Punset nos acerca al amor, ese sentimiento tan poético y onírico, a través de la ciencia. Así lo disecciona y lo analiza con la frialdad de un matemático, pero sin perder de vista su importancia y profundidad emocional. El observar los sentimientos con las gafas de la ciencia no tiene por qué quitarles valor a estas, si no mas bien al contrario, al explicarlas alcanzan una nueva dimensión, la que nos permite mirar a los ojos a la madre naturaleza y entender cuales son sus cartas y el motivo por el cual juega cada una de ellas. Mis frases favoritas:
* Los niveles mínimos de cortisol suelen bajar al atardecer.
* Para bien o para mal, los demás, sobre todo durante la pubertad, actúan como espejos en los que nos reflejamos.
* Un deportista puede ganar casi tres segundos si la prueba se efectúa a las seis de la tarde en lugar de a las seis de la mañana.
* Cuando uno se muere, ¿qué es lo que se muere?
* En las mujeres la mentalidad de chiquilla se ha preservado en menor grado que en los hombres.
* Los hombres se parecen más a sus antecesores los chimpancés, y tienen una mentalidad de niño en mayor grado que en las mujeres.
* El orgasmo de la mujer requiere una inhibición casi total de su cerebro emocional. Desconexión de emociones como el miedo o la ansiedad.
* El hombre compite por una hembra (por sexo), la mujer compite por no equivocarse al elegir el varón.
* El amor desdibuja el concepto de uno mismo.

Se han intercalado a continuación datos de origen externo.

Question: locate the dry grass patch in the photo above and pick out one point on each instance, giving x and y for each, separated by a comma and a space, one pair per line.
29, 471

* Sólo los propios humanos podían constituir una amenaza suficiente para explicar el desarrollo tan enorme de la inteligencia.
* El amor es una ley de comportamiento con una fuerza equivalente a las leyes de la física.
* Un organismo como nosotros, en teoría, podría neutralizar el instinto de fusión.
* Enamorarse (y su intensidad), depende en gran medida de nuestras experiencias y aprendizajes pasados.
* Es lógico que el cerebro deteste equivocarse, porque esto puede costarle la vida al individuo.
* La rata que lame con más frecuencia a su hijo lo convierte en un individuo más amable y seguro de sí mismo.
* La testosterona disminuye en el hombre enamorado y aumenta en la mujer.
* La falta de serotonina se ha relacionado con la depresión, la agresividad y la ansiedad. (desamor)
* El mecanismo de afecto utiliza el circuito de la dopamina para que las experiencias de apego tengan una recompensa satisfactoria.
* Al cruzar la mirada, se ponen en contacto las áreas órbito-frontales, responsables del cálculo social.
* La habilidad para aplicar en un campo de conocimiento lo aprendido en otra área distinta es una señal de pensamiento creativo.
* Con el ser amado, el ordenador o el robot puedes estar solo, pero no sentirte solo.
* Utilizamos el lenguaje para intuir, modificar, manipular o mejorar la mente de los demás.
* Periodos largos de estrés provocan daños en el cerebro, concretamente disminuyen el tamaño del hipocampo, con lo que se aumenta la vulnerabilidad a la depresión, la ansiedad y el consumo de droga.
* Los niños maltratados de hoy son los padres irresponsables de mañana.
* La antítesis del amor no es el odio, sino el desprecio.
* El desamor, al igual que el abandono, es una señal del miedo atávico a la muerte por abandono.
* Cuando se priva al niño de señales de afecto en periodos sensibles de su desarrollo se crea un agujero negro que lo imposibilita para las habilidades sociales para el resto de su vida.
* La libido del hombre se resiente menos del desgaste del estrés, porque tiene unas 20 veces más testosterona que la mujer, y porque destina 2 veces y media más volumen cerebral al sexo.
* Los protagonistas cotidianos del amor y de los celos no reflexionan sobre sus actos y mucho menos son capaces del relato sosegado. En cambio, los que viven (vivimos) en el mundo de las ideas les está vedado el de las pasiones.
* La primera variable de la capacidad de amar es el juego negociado del amor entre la madre y el hijo.